The Question
I am parsing large compressed files in Python 2.7.6 and would like to know the uncompressed file size before starting. I am trying to use the second technique presented in this SO answer. It works for bzip2 formatted files but not gzip formatted files. What is different about the two compression algorithms that causes this?
Example Code
This code snipped demonstrates the behavior, assuming you have "test.bz2" and "test.gz" present in your current working directory:
import os
import bz2
import gzip
bz = bz2.BZ2File('test.bz2', mode='r')
bz.seek(0, os.SEEK_END)
bz.close()
gz = gzip.GzipFile('test.gz', mode='r')
gz.seek(0, os.SEEK_END)
gz.close()
The following traceback is shown:
Traceback (most recent call last):
File "zip_test.py", line 10, in
gz.seek(0, os.SEEK_END)
File "/usr/lib64/python2.6/gzip.py", line 420, in seek
raise ValueError('Seek from end not supported')
ValueError: Seek from end not supported
Why does this work for *.bz2 files but not *.gz files?
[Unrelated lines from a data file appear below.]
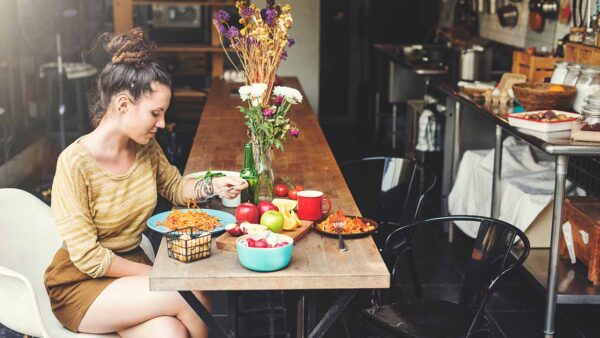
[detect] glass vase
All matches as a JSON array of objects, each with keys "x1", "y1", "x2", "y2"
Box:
[{"x1": 252, "y1": 143, "x2": 274, "y2": 204}]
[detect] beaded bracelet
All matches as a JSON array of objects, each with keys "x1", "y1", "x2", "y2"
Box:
[{"x1": 194, "y1": 179, "x2": 204, "y2": 201}]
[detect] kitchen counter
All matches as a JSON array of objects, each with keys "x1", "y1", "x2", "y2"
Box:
[
  {"x1": 439, "y1": 83, "x2": 600, "y2": 156},
  {"x1": 439, "y1": 80, "x2": 600, "y2": 337}
]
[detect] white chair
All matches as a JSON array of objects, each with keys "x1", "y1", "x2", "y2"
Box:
[{"x1": 0, "y1": 189, "x2": 154, "y2": 338}]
In simple terms, gzip is a stream compressor, which means that each compressed element depends on the previous one. Seeking would be pointless, because whole file would have to be decompressed anyway. Probably the authors of gzip.py assumed it is better to raise an error instead of silently decompressing the file, so that the user can realize that seeking is inefficient.
On the other hand bzip2 is a block compressor, each block is independent.
If you really want random access to a gzipped file, then write a wrapper which decompresses the contents and returns a buffer which offers seeking. Unfortunately that would defeat the optimisation which is mentioned in the link from your question.